A alma deixando o corpo, podemos dizer que não tem uma consciência imediata de seu estado atual. Mas que ela passa por algum tempo num estado de perturbação. Inclusive, os Espíritos não experimentam, no mesmo grau e durante o mesmo tempo, a perturbação que se segue à separação da alma e do corpo. Isso depende da elevação de cada um. Aquele que já está purificado se reconhece quase imediatamente, visto que já se libertou da matéria durante a vida física, enquanto que o homem carnal, aquele cuja consciência não é pura, conserva por tempo mais longo a impressão dessa matéria. (LE 163 e 164)

O conhecimento do Espiritismo exercerá influência muito grande sobre a duração da perturbação, uma vez que o Espírito compreenderá antecipadamente a sua situação. Contudo, a prática do bem e a pureza da consciência são os que exercerão maior influência benéfica no retorno ao mundo dos Espíritos. (LE 165)

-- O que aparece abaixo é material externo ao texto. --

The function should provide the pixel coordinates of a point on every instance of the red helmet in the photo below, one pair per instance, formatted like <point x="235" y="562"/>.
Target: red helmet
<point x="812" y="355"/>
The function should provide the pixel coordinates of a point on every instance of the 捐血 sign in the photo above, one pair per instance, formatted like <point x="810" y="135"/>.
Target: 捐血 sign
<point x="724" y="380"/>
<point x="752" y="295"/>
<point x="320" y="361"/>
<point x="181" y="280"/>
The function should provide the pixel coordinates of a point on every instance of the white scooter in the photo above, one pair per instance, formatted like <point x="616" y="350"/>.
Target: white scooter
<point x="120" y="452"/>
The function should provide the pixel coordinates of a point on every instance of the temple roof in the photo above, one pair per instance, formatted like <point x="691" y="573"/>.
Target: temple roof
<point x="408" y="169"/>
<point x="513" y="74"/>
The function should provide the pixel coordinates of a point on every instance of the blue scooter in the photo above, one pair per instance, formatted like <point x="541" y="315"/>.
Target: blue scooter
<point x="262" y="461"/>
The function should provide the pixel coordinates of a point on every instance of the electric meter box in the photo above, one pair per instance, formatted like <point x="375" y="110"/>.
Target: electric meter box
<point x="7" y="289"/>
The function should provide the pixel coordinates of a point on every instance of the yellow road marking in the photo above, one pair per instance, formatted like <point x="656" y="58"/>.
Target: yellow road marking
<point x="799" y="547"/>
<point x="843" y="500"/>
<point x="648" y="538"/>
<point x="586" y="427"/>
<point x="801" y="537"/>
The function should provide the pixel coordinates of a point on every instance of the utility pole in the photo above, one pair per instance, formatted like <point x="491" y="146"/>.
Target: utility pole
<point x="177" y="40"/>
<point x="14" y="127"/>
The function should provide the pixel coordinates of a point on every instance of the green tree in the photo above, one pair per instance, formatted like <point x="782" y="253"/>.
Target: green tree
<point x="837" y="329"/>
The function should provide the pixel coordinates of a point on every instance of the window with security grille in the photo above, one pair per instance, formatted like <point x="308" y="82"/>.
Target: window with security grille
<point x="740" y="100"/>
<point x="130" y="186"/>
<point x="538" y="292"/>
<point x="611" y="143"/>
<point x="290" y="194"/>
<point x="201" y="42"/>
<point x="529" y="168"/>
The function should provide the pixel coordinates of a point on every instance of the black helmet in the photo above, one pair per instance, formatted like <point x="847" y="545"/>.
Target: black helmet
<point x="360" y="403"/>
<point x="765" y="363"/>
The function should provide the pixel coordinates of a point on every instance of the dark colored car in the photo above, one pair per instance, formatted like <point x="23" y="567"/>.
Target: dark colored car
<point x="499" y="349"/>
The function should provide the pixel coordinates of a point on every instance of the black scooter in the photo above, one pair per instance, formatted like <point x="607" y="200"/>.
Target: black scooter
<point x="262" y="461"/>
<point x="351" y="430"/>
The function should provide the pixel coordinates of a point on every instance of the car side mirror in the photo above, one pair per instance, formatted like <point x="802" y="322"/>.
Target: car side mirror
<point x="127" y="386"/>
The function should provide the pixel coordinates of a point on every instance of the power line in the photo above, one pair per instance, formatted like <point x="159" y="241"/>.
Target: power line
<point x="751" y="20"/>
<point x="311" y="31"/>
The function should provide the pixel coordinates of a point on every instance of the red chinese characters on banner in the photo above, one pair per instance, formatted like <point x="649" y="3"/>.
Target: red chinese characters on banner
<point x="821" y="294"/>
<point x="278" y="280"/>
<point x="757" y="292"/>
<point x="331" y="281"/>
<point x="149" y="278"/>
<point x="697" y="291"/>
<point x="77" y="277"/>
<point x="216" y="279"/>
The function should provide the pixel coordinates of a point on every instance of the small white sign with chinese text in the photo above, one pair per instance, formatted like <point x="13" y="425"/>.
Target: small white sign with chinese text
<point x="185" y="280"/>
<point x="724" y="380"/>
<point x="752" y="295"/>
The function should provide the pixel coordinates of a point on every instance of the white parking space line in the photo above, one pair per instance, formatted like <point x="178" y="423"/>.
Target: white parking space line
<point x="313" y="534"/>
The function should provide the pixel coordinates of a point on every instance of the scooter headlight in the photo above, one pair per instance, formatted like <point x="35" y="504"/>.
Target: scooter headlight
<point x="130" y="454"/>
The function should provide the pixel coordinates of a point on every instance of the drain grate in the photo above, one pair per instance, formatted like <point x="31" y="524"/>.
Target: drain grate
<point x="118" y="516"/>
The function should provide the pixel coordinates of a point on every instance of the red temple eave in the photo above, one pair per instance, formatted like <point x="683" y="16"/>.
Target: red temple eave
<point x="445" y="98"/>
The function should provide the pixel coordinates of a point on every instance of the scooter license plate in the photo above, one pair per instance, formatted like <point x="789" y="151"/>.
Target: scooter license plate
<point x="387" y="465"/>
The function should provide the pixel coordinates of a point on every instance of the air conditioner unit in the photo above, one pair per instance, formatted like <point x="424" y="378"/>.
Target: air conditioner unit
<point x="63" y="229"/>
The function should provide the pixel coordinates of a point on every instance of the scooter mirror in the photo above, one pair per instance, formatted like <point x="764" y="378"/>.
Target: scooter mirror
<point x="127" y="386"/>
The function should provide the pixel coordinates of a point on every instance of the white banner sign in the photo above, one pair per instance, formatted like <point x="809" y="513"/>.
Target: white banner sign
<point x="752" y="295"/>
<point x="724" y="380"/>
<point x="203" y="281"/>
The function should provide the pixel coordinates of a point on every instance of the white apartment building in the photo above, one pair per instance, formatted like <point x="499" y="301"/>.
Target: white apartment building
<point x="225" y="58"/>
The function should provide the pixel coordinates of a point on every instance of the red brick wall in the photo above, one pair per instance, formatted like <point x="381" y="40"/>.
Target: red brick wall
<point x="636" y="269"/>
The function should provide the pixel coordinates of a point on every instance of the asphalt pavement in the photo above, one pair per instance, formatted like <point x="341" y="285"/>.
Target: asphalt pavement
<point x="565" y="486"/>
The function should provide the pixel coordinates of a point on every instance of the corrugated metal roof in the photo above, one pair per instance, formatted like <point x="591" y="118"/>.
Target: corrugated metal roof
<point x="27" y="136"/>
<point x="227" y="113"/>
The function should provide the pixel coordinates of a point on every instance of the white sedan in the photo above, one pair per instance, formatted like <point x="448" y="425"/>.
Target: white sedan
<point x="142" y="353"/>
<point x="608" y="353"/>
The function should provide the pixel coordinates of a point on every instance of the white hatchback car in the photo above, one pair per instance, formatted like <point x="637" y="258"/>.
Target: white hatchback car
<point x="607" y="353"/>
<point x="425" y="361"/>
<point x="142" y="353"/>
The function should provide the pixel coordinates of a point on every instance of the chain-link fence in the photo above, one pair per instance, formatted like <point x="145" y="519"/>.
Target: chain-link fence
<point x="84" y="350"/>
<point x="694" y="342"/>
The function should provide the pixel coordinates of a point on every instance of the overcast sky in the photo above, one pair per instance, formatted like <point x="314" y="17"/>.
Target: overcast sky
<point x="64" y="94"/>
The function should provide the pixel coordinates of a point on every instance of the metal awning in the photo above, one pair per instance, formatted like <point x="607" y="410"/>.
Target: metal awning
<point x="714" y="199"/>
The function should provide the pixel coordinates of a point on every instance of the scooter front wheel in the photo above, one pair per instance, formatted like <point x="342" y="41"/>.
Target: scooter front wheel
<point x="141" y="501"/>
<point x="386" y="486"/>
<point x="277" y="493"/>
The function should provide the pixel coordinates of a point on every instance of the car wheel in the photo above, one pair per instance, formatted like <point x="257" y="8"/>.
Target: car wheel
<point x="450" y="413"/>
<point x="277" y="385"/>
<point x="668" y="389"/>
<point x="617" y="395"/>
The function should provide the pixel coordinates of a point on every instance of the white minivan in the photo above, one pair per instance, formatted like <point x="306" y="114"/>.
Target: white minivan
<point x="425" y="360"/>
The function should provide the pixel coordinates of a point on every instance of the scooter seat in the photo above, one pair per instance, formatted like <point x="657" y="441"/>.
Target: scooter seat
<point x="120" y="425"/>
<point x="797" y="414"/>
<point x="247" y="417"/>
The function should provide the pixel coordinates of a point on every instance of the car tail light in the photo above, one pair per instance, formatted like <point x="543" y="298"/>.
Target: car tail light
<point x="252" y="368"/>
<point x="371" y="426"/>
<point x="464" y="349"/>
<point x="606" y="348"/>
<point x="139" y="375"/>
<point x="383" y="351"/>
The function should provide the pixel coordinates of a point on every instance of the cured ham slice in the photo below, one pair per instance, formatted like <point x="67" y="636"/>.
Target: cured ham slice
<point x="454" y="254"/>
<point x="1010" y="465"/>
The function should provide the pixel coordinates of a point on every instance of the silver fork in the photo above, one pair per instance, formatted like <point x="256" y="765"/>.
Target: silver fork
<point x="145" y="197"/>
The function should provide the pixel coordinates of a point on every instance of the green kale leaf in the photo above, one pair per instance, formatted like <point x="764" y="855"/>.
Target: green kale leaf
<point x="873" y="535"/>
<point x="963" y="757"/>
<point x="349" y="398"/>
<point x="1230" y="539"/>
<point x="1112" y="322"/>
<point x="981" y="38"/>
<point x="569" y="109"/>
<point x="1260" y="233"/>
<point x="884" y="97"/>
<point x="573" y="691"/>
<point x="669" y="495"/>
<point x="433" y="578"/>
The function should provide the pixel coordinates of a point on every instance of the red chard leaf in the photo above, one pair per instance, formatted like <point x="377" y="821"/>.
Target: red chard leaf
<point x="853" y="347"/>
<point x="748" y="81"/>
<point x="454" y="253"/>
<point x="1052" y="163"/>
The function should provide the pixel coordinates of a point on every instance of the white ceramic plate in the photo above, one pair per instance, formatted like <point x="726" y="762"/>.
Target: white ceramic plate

Nota de Allan Kardec - No momento da morte tudo, a princípio, é confuso. A alma necessita de algum tempo para se reconhecer. Ela se acha como aturdida e no estado de um homem que despertando de um sono profundo procura orientar-se sobre sua situação. A lucidez das idéias e a memória do passado lhe voltam, à medida que se apaga a influência da matéria da qual se libertou, e se dissipe a espécie de neblina que obscurece seus pensamentos.

A duração da perturbação que se segue à morte do corpo varia muito; pode ser de algumas horas, de muitos meses e mesmo de muitos anos. É menos longa para aqueles que desde sua vida terrena se identificaram com o seu estado futuro, porque, então, compreendem imediatamente a sua posição.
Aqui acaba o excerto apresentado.